J'avais fixé à une époque assez éloignée la présentation de mon cher Henri au général; mais les droits qu'acquérait chaque jour à mon affection cet aimable enfant redoublèrent mon impatience de le placer sous la tutelle immédiate d'un protecteur si puissant. Je conduisis donc Moreau à Mouceaux: chemin faisant, je l'instruisis de ce que j'avais déjà fait pour mon fils d'adoption, et je lui expliquai toutes les espérances que j'avais fondées sur sa bonté en faveur du pauvre orphelin. Il est inutile de dire que mon attente ne fut pas trompée, et que Moreau ne me répondit que par les éloges les plus doux et les plus flatteurs.
On ne saurait se figurer l'étonnant changement qui s'était opéré dans la personne de Henri: il me paraissait à moi-même à peine reconnaissable; mais à la gaîté, à l'heureuse insouciance de son âge, se mêlait je ne sais quoi de mélancolique et de touchant, qui doublait après quelques minutes l'intérêt qu'il inspirait au premier abord. Nous l'emmenâmes pour trois jours; il eut bientôt gagné le cœur du général par la candeur de son caractère, sa sensibilité extrême, surtout par les témoignages d'affection qu'il me prodiguait. Le soir, il vint avec nous voir Talma. C'était la première fois que les merveilles du théâtre s'offraient à ses regards; il était dans un état d'exaltation inexprimable. À notre retour, il nous amusa beaucoup par l'exactitude vraiment originale qu'il mit à contrefaire quelques uns des acteurs qu'il venait de voir: il nous étonnait en même temps par sa mémoire prodigieuse.
Je partageai tous les jeux de ce cher enfant pendant les trois jours qu'il demeura près de moi: je courais avec lui dans le jardin comme un véritable écolier, et chaque minute semblait ajouter à sa tendresse toute filiale pour moi. Il fallut enfin le ramener à sa pension; il y rentra comblé de caresses et de présens.
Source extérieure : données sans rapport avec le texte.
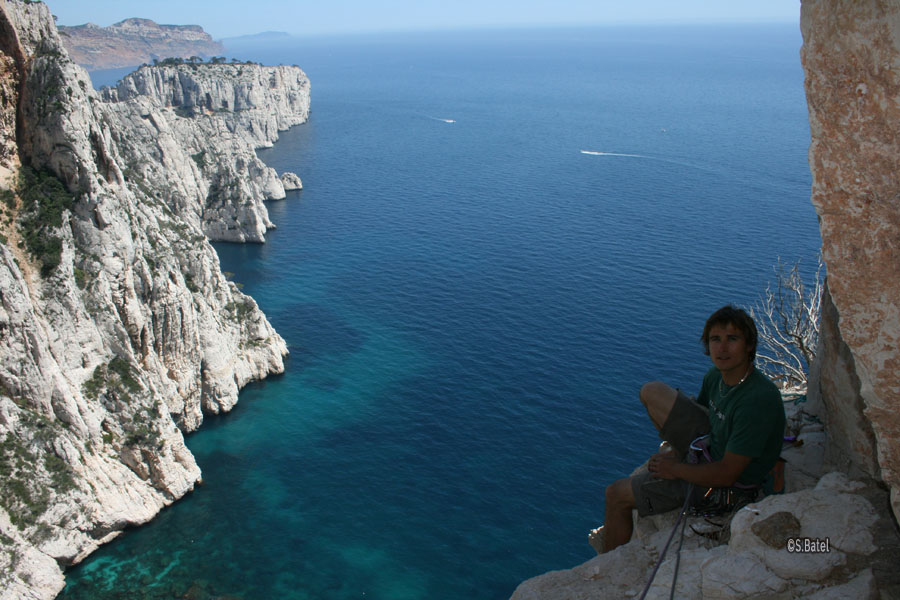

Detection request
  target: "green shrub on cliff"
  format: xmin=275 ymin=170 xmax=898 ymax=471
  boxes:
xmin=16 ymin=167 xmax=75 ymax=277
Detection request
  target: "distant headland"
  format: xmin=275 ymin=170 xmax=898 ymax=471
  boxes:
xmin=59 ymin=19 xmax=225 ymax=71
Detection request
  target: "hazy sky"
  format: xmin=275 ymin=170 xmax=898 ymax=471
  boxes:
xmin=47 ymin=0 xmax=800 ymax=39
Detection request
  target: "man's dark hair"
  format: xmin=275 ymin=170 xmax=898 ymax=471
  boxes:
xmin=700 ymin=304 xmax=759 ymax=362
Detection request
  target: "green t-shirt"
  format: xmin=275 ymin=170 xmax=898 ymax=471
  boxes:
xmin=697 ymin=367 xmax=786 ymax=485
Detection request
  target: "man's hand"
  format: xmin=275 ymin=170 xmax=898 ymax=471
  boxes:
xmin=647 ymin=451 xmax=752 ymax=487
xmin=647 ymin=452 xmax=681 ymax=479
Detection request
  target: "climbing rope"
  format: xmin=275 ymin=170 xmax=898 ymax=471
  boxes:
xmin=638 ymin=484 xmax=694 ymax=600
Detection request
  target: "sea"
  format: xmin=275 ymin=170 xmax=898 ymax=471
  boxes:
xmin=60 ymin=24 xmax=821 ymax=600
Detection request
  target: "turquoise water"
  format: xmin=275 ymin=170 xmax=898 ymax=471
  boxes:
xmin=62 ymin=26 xmax=820 ymax=600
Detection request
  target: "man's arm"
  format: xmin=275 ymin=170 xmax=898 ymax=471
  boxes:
xmin=648 ymin=451 xmax=752 ymax=487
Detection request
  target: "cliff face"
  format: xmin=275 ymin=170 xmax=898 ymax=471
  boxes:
xmin=513 ymin=0 xmax=900 ymax=600
xmin=103 ymin=59 xmax=309 ymax=242
xmin=801 ymin=0 xmax=900 ymax=518
xmin=59 ymin=19 xmax=225 ymax=71
xmin=0 ymin=0 xmax=309 ymax=599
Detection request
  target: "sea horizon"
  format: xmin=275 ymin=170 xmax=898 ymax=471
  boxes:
xmin=61 ymin=24 xmax=820 ymax=600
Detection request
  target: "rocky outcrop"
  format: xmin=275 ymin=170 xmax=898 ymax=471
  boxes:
xmin=0 ymin=0 xmax=308 ymax=600
xmin=513 ymin=0 xmax=900 ymax=600
xmin=512 ymin=473 xmax=887 ymax=600
xmin=59 ymin=19 xmax=225 ymax=71
xmin=801 ymin=0 xmax=900 ymax=518
xmin=100 ymin=63 xmax=309 ymax=242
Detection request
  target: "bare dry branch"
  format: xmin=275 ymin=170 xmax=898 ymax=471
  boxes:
xmin=750 ymin=254 xmax=824 ymax=392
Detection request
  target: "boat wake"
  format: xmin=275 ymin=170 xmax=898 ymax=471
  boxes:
xmin=581 ymin=150 xmax=653 ymax=158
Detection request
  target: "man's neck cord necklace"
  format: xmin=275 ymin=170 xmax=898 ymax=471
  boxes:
xmin=719 ymin=364 xmax=753 ymax=398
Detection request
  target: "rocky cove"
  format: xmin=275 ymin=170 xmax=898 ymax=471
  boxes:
xmin=0 ymin=1 xmax=309 ymax=598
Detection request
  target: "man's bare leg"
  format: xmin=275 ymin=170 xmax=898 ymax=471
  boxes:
xmin=603 ymin=477 xmax=635 ymax=552
xmin=641 ymin=381 xmax=678 ymax=431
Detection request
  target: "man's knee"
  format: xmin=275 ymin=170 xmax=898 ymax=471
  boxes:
xmin=641 ymin=381 xmax=677 ymax=406
xmin=641 ymin=381 xmax=678 ymax=429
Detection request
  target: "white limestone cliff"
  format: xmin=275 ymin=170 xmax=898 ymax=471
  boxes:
xmin=0 ymin=0 xmax=309 ymax=600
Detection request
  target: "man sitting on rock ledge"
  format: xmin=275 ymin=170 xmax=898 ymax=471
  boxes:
xmin=591 ymin=306 xmax=785 ymax=552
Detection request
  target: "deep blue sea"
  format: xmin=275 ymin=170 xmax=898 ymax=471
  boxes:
xmin=62 ymin=25 xmax=820 ymax=600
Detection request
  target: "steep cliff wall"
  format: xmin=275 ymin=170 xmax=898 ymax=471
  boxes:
xmin=0 ymin=0 xmax=308 ymax=599
xmin=59 ymin=19 xmax=225 ymax=70
xmin=801 ymin=0 xmax=900 ymax=518
xmin=103 ymin=64 xmax=309 ymax=242
xmin=513 ymin=0 xmax=900 ymax=600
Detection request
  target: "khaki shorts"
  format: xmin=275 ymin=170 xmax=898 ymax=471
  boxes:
xmin=631 ymin=390 xmax=709 ymax=517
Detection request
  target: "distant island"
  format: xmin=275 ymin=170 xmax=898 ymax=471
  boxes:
xmin=59 ymin=19 xmax=225 ymax=71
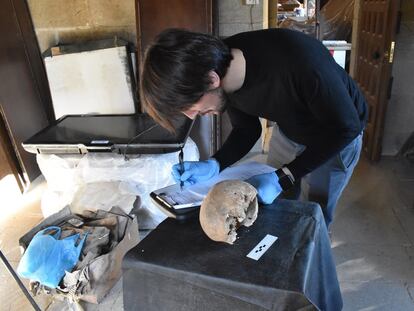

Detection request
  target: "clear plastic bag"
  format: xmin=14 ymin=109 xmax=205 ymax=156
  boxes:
xmin=37 ymin=138 xmax=200 ymax=229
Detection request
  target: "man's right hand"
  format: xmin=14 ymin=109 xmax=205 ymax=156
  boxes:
xmin=172 ymin=158 xmax=220 ymax=186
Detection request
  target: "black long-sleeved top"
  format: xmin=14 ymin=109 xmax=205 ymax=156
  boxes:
xmin=213 ymin=29 xmax=368 ymax=179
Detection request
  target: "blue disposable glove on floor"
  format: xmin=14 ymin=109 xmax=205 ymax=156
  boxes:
xmin=172 ymin=159 xmax=220 ymax=186
xmin=246 ymin=172 xmax=282 ymax=204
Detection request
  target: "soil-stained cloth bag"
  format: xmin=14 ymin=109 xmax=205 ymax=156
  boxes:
xmin=19 ymin=207 xmax=139 ymax=303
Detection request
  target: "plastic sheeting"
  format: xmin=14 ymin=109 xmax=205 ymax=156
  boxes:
xmin=279 ymin=0 xmax=354 ymax=41
xmin=37 ymin=139 xmax=199 ymax=229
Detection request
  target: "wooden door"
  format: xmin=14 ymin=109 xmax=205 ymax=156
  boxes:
xmin=0 ymin=0 xmax=53 ymax=183
xmin=355 ymin=0 xmax=400 ymax=161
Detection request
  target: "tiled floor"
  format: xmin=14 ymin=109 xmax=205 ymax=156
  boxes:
xmin=0 ymin=157 xmax=414 ymax=311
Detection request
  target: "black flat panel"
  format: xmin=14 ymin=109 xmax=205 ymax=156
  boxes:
xmin=23 ymin=114 xmax=192 ymax=153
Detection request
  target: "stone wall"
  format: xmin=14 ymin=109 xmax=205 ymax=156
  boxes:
xmin=217 ymin=0 xmax=267 ymax=37
xmin=382 ymin=0 xmax=414 ymax=155
xmin=28 ymin=0 xmax=136 ymax=52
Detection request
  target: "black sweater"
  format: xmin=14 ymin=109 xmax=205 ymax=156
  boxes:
xmin=213 ymin=29 xmax=367 ymax=179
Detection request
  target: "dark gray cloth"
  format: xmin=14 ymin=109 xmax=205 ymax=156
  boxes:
xmin=123 ymin=200 xmax=342 ymax=311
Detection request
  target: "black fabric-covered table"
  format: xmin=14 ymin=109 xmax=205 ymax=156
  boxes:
xmin=123 ymin=200 xmax=342 ymax=311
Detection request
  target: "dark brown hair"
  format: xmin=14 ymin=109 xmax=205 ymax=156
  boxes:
xmin=140 ymin=29 xmax=233 ymax=131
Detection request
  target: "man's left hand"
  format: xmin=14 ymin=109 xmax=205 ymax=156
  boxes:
xmin=246 ymin=172 xmax=282 ymax=204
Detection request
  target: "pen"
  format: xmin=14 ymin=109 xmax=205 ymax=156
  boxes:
xmin=178 ymin=148 xmax=184 ymax=191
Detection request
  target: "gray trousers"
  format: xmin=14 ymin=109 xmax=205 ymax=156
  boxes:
xmin=267 ymin=124 xmax=362 ymax=228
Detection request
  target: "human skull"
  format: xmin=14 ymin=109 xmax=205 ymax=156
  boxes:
xmin=200 ymin=180 xmax=258 ymax=244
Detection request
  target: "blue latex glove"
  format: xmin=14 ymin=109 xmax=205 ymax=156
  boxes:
xmin=246 ymin=172 xmax=282 ymax=204
xmin=172 ymin=159 xmax=220 ymax=186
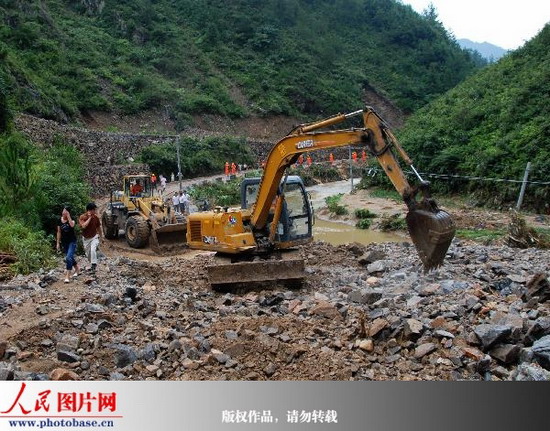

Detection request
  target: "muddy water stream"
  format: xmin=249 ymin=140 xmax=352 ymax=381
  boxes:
xmin=313 ymin=218 xmax=409 ymax=245
xmin=307 ymin=178 xmax=410 ymax=245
Quelques jours après, Moreau vint m'annoncer qu'il était obligé de faire un voyage de courte durée: pendant son absence il me supplia d'assister à la première représentation d'un opéra comique, ouvrage d'un de ses compatriotes, et pour laquelle il avait retenu une loge. Cette représentation devait avoir lieu le lendemain. Moreau paraissait désirer vivement le succès de cet ouvrage, dont l'auteur était, disait-il, son ami, homme de talent et de cœur, excellent citoyen. Le rôle principal devait être rempli par un acteur chéri du public, enfant de la Bretagne comme Moreau, et qui lui était depuis long-temps uni par les liens de l'amitié. J'allai donc voir le nouvel opéra, et j'en revins enchantée: cet opéra c'était le Prisonnier, l'acteur était Elleviou, l'auteur M. Alexandre Duval. La France connaît et apprécie son talent; ses amis seuls connaissent la noblesse de son âme, la bonté, la franchise, la générosité de son caractère. Qu'il me permette de consigner ici l'expression d'une reconnaissance bien profonde et d'un attachement qui ne finiront qu'avec ma vie.